En revanche, le montant du plafonnement général des effets du quotient familial pour chaque demi-part accordée en application des dispositions particulières liées à la situation du contribuable (anciens combattants, invalides, maintien du quotient conjugal des veufs en cas d'enfant à charge) est inchangé. Pour compenser les effets du plafonnement, l'avantage en impôt procuré par chacune de ces demi-parts additionnelles est maintenu par la majoration des réductions d'impôt complémentaires.
Le gain budgétaire attendu par cette mesure est de 1,03 milliards d'euros. Cette somme, à ajouter dans les caisses de l'Etat, se déduit mathématiquement du pouvoir d'achat. L'Etat semble continuer à croire en la technique de la ponction fiscale pour rétablir les finances publiques, malgré les cris d'alerte de la profession dans sa quasi-totalité, appelant à la dynamisation du budget par l'attraction de capitaux étranger et la relance de la croissance (alimentée par... le pouvoir d'achat).
Suppression de la réduction d'impôt pour frais de scolarité (article 4)
La suppression de la réduction d'impôt sur le revenu pour frais de scolarité dans l'enseignement secondaire et supérieur aura fait plus de bruit que la nouvelle taxe sur l'EBE prévue par le projet de loi de finances (voir infra).

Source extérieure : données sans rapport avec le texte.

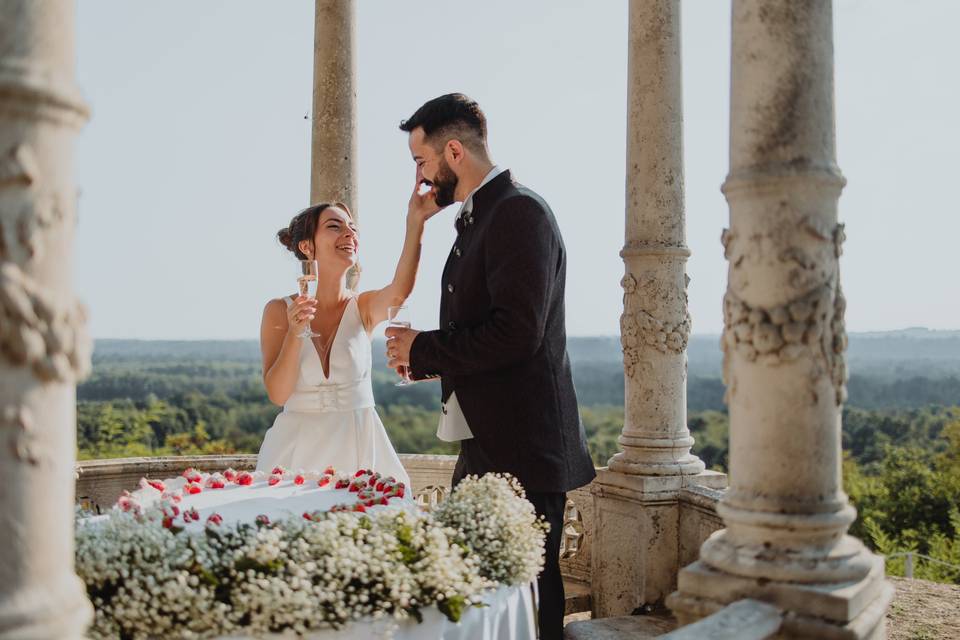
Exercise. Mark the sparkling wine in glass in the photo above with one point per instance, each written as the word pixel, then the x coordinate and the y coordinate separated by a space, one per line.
pixel 307 286
pixel 398 317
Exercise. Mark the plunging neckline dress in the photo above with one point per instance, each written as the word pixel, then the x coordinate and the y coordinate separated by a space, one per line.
pixel 331 419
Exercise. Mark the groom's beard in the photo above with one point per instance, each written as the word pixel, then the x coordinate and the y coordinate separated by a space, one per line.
pixel 444 184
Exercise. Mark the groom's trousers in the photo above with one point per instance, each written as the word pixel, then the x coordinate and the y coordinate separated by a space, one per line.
pixel 550 583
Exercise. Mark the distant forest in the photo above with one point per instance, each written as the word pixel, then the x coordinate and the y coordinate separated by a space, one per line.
pixel 901 425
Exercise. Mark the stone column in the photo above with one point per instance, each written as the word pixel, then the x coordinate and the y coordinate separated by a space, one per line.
pixel 635 558
pixel 785 513
pixel 43 344
pixel 333 175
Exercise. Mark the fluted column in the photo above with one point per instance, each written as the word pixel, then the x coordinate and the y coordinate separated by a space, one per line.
pixel 786 514
pixel 333 175
pixel 43 344
pixel 636 546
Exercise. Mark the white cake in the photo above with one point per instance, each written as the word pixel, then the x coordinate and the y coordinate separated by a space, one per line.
pixel 196 499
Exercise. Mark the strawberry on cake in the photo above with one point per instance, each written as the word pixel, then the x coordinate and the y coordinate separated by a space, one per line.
pixel 196 499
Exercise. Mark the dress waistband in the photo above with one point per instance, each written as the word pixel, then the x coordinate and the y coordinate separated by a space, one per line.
pixel 330 398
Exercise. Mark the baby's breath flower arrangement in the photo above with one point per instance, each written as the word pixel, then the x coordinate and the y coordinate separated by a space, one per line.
pixel 498 525
pixel 147 579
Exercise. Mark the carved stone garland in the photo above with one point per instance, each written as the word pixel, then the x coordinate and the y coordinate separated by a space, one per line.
pixel 639 325
pixel 36 329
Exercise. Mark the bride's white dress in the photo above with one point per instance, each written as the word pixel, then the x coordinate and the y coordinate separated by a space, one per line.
pixel 332 420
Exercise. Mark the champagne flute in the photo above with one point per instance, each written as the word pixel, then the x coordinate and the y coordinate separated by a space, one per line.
pixel 398 317
pixel 307 285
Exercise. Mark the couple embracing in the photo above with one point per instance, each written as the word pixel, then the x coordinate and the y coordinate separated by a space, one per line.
pixel 499 353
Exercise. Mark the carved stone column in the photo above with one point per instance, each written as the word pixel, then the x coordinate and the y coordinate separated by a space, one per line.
pixel 635 558
pixel 333 175
pixel 43 344
pixel 786 514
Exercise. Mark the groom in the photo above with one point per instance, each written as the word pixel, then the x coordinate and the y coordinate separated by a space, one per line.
pixel 501 350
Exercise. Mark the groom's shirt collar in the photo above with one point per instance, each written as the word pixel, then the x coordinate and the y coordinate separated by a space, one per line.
pixel 467 206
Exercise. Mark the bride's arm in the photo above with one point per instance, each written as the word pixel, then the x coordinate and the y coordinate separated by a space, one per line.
pixel 280 346
pixel 373 304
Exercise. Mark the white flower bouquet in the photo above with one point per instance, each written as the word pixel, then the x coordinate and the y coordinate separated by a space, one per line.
pixel 494 520
pixel 325 569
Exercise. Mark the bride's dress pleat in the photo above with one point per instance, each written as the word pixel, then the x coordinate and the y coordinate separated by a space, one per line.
pixel 332 420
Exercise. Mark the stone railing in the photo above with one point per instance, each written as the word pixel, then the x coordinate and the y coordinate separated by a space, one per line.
pixel 100 482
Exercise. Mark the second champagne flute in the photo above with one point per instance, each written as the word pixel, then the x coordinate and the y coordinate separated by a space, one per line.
pixel 307 285
pixel 398 317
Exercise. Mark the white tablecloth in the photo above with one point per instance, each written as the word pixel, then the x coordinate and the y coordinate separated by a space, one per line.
pixel 508 616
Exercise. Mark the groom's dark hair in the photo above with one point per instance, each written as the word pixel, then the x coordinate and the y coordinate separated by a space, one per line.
pixel 448 117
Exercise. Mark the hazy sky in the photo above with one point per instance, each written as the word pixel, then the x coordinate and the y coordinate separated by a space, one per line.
pixel 198 150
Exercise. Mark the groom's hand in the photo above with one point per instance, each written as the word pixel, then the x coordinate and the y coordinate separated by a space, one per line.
pixel 399 341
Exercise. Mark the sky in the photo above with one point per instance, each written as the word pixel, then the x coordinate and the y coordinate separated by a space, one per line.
pixel 198 151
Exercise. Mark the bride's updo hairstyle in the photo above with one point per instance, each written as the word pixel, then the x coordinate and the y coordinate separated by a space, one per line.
pixel 304 227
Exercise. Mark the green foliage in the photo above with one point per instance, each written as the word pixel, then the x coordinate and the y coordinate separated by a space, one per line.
pixel 909 499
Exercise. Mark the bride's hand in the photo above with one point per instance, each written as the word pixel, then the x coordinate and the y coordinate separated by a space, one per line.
pixel 299 314
pixel 422 206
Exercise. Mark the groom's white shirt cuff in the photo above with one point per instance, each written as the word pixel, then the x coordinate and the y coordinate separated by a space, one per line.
pixel 453 424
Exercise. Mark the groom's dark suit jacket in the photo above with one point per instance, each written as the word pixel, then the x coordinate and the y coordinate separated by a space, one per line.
pixel 502 343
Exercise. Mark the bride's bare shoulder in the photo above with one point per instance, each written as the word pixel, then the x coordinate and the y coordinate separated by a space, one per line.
pixel 276 307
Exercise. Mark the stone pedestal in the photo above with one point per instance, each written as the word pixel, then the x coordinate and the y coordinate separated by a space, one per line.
pixel 637 538
pixel 786 514
pixel 636 500
pixel 43 344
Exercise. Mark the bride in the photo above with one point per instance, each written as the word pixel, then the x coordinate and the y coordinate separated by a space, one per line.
pixel 324 383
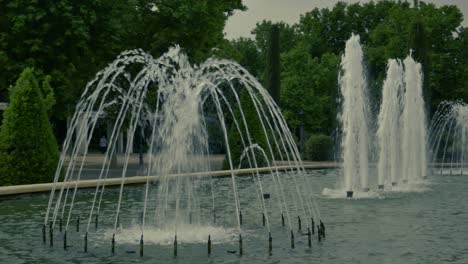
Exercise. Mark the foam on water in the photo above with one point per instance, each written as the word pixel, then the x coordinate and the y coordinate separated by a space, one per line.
pixel 341 194
pixel 192 234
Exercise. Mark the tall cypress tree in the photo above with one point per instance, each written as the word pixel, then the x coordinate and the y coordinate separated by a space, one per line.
pixel 28 150
pixel 273 71
pixel 418 43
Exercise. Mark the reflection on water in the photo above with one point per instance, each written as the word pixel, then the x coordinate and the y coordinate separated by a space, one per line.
pixel 428 226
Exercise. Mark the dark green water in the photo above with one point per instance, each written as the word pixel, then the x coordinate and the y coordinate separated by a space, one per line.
pixel 429 226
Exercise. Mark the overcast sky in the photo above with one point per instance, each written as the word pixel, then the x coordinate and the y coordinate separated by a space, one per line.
pixel 242 23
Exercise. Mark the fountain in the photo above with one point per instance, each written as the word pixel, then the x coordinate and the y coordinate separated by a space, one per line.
pixel 448 137
pixel 354 118
pixel 413 118
pixel 165 103
pixel 401 131
pixel 388 132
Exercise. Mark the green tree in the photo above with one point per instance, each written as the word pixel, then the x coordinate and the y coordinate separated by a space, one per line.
pixel 255 130
pixel 318 147
pixel 28 150
pixel 197 26
pixel 272 79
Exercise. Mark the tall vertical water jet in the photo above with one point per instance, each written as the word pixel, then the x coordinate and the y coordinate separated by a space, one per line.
pixel 413 147
pixel 354 118
pixel 448 140
pixel 388 132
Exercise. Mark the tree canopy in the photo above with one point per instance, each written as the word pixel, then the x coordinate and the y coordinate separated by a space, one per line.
pixel 311 51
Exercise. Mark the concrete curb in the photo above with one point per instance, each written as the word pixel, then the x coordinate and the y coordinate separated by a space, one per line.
pixel 44 187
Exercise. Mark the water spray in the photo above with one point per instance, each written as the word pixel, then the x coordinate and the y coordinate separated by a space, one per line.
pixel 270 244
pixel 141 246
pixel 175 246
pixel 209 245
pixel 113 244
pixel 292 239
pixel 241 247
pixel 65 240
pixel 86 243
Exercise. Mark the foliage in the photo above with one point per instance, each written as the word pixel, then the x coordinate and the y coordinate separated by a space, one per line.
pixel 71 40
pixel 255 131
pixel 272 78
pixel 311 51
pixel 28 150
pixel 318 147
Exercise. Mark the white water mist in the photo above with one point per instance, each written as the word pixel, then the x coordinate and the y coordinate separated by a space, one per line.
pixel 354 117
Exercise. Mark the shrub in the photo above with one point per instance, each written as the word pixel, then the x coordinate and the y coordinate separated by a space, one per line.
pixel 318 147
pixel 28 150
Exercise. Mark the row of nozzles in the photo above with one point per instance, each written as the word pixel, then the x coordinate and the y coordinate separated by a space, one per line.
pixel 310 232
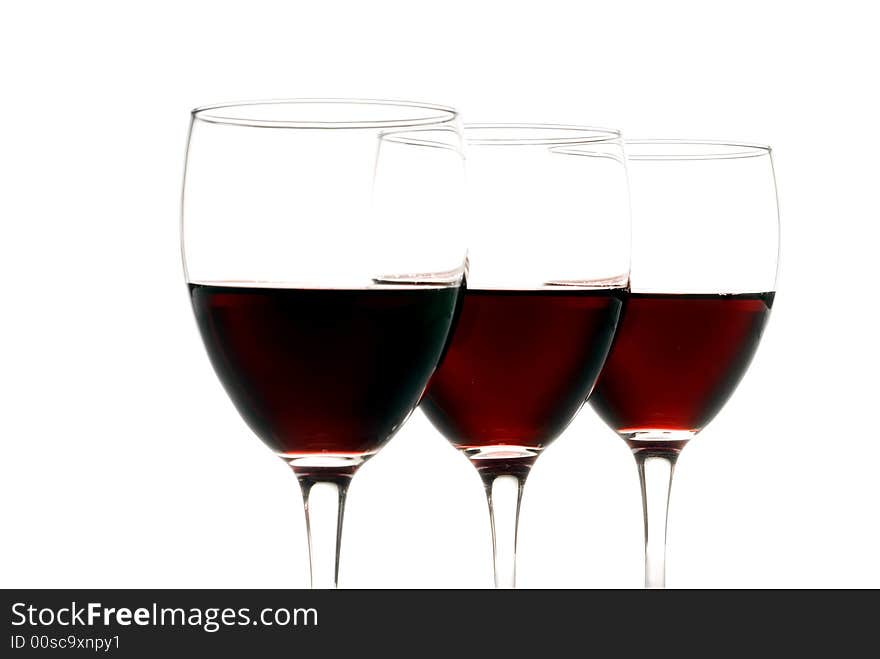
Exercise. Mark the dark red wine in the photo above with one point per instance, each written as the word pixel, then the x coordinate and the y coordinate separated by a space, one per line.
pixel 520 364
pixel 322 371
pixel 676 360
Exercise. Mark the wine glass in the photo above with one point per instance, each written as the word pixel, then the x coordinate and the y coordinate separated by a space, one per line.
pixel 704 258
pixel 548 270
pixel 303 288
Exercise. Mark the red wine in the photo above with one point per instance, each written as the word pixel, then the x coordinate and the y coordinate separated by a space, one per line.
pixel 676 360
pixel 520 364
pixel 321 371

Le Gouvernement considérant que cette dépense est inefficace, et le dispositif redondant avec d'autres dispositifs (majorations de quotient familial attribuées aux enfants à charge ou rattachés lorsqu'il s'agit d'enfants majeurs âgés de moins de 25 ans poursuivant leurs études, majoration des allocations familiales pour enfant de plus de 14 ans, allocation de rentrée scolaire et bourses sur critères sociaux), il a souhaité supprimer cette mesure. Futur feu l'article 199 quater F du CGI (N° Lexbase : L3448HLB) prévoit encore aujourd'hui une réduction de 153 euros par enfant fréquentant un lycée d'enseignement général et technologique ou un lycée professionnel et 183 euros par enfant suivant une formation d'enseignement supérieur. Ces petites réductions d'impôt sont évidemment pénalisantes pour les familles les plus modestes, qui ne peuvent pas payer et l'impôt et les études de leurs enfants.
Suppression de l'exonération fiscale de la participation de l'employeur aux contrats collectifs de complémentaire santé (article 5)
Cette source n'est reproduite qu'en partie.